Solve Each Of The Following Equations For X X X .a. Ln ⁡ ( 6 X ) = 0 \ln (6x) = 0 Ln ( 6 X ) = 0 X = X = X = □ \square □ B. Log ⁡ 4 ( 2 X ) + Log ⁡ 4 ( 4 X ) = 2 \log_4(2x) + \log_4(4x) = 2 Lo G 4 ​ ( 2 X ) + Lo G 4 ​ ( 4 X ) = 2 X = X = X = □ \square □ C. Log ⁡ 7 ( − 3 X ) + Log ⁡ 7 ( − 10 X ) = 3 \log_7(-3x) + \log_7(-10x) = 3 Lo G 7 ​ ( − 3 X ) + Lo G 7 ​ ( − 10 X ) = 3 X = X = X =

Introduction

Logarithmic and exponential functions are essential in mathematics, and solving equations involving these functions can be challenging. In this article, we will focus on solving three equations that involve logarithms and exponents. We will use various techniques to isolate the variable and find the solution.
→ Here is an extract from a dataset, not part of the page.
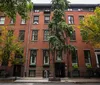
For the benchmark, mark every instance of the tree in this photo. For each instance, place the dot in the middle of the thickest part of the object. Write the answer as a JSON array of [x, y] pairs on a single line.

Equation a: Solving $\ln (6x) = 0$

The first equation we will solve is $\ln (6x) = 0$. To solve this equation, we need to use the definition of the natural logarithm function, which states that $\ln x = 0$ if and only if $x = 1$. Therefore, we can rewrite the equation as:

$$\ln (6x) = \ln 1$$

Since the logarithm function is one-to-one, we can equate the arguments of the logarithms:

$$6x = 1$$

Now, we can solve for $x$ by dividing both sides of the equation by 6:

$$x = \frac{1}{6}$$

Therefore, the solution to the equation $\ln (6x) = 0$ is $x = \frac{1}{6}$.

Equation b: Solving $\log_4(2x) + \log_4(4x) = 2$

The second equation we will solve is $\log_4(2x) + \log_4(4x) = 2$. To solve this equation, we can use the product rule of logarithms, which states that $\log_b x + \log_b y = \log_b (xy)$. Applying this rule to the given equation, we get:

$$\log_4(2x \cdot 4x) = 2$$

Simplifying the left-hand side of the equation, we get:

$$\log_4(8x^2) = 2$$

Now, we can rewrite the equation in exponential form:

$$4^2 = 8x^2$$

Simplifying the left-hand side of the equation, we get:

$$16 = 8x^2$$

Dividing both sides of the equation by 8, we get:

$$2 = x^2$$

Taking the square root of both sides of the equation, we get:

$$x = \pm \sqrt{2}$$

Therefore, the solutions to the equation $\log_4(2x) + \log_4(4x) = 2$ are $x = \sqrt{2}$ and $x = -\sqrt{2}$.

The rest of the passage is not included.